En à peine un mois, Peter Magyar, un avocat de 43 ans, a réussi à ébranler le système politique hongrois mis en place par Viktor Orban. Le 15 mars, lors d'une manifestation à Budapest, il a rassemblé plus de 10 000 personnes, un chiffre inédit pour une opposition fragmentée. Son discours, dénonçant la corruption et la dérive autoritaire du gouvernement, a résonné auprès d'une population lassée.
Un parcours fulgurant
Peter Magyar n'était pas un visage connu du grand public il y a encore quelques semaines. Ancien membre du parti Fidesz, il a claqué la porte pour fonder son propre mouvement, le Parti du respect et de la liberté (Tisztelet és Szabadság Párt). Selon un sondage récent, sa formation recueillerait déjà 15 % des intentions de vote, un score qui place le Fidesz en difficulté pour la première fois depuis 2010.

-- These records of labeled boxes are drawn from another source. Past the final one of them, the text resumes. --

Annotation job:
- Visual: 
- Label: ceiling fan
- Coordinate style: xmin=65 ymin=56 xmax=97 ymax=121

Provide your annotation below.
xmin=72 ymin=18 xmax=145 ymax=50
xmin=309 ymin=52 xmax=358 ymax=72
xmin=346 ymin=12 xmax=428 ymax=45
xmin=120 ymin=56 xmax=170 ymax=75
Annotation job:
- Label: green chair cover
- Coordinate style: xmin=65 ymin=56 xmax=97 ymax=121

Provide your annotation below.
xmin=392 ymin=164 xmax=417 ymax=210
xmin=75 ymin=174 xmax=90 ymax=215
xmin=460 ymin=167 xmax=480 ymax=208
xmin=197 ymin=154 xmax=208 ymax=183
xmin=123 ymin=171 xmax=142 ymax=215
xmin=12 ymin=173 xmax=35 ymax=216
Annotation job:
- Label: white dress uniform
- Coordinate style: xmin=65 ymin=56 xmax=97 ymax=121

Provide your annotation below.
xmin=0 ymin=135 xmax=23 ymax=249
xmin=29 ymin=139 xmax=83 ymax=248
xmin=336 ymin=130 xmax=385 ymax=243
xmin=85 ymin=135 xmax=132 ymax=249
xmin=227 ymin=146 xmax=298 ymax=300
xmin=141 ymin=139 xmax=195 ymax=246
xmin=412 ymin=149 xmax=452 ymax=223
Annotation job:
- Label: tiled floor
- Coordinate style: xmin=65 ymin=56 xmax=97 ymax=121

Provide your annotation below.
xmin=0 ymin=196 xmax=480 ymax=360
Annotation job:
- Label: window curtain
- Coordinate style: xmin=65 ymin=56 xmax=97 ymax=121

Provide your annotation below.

« La Hongrie a besoin d'un changement radical. Le système Orban a corrompu toutes les institutions », a déclaré Magyar lors d'un rassemblement le 22 mars à Debrecen, deuxième ville du pays. Ses critiques ciblent notamment la mainmise du gouvernement sur les médias et la justice.
Des révélations explosives
Le succès de Magyar repose en partie sur des révélations qu'il a faites concernant des affaires de corruption impliquant des proches d'Orban. Il a notamment diffusé des enregistrements audio où des responsables du Fidesz discutent de pots-de-vin et de trafic d'influence. Ces preuves ont été largement relayées sur les réseaux sociaux, contournant les médias traditionnels aux mains du pouvoir.
« Nous avons des preuves solides que le système Orban est un système de pillage organisé », a-t-il affirmé lors d'une interview à la chaîne indépendante Hír TV. Ces accusations ont conduit à l'ouverture d'une enquête préliminaire par le parquet, bien que celui-ci soit souvent accusé de partialité.
Une opposition en recomposition
L'irruption de Magyar a rebattu les cartes d'une opposition divisée. Les partis traditionnels, comme le Parti socialiste ou le Mouvement Momentum, peinent à capter l'élan populaire. Pour l'instant, Magyar refuse toute alliance, affirmant vouloir « nettoyer l'écurie d'Augias » avant de construire une alternative crédible.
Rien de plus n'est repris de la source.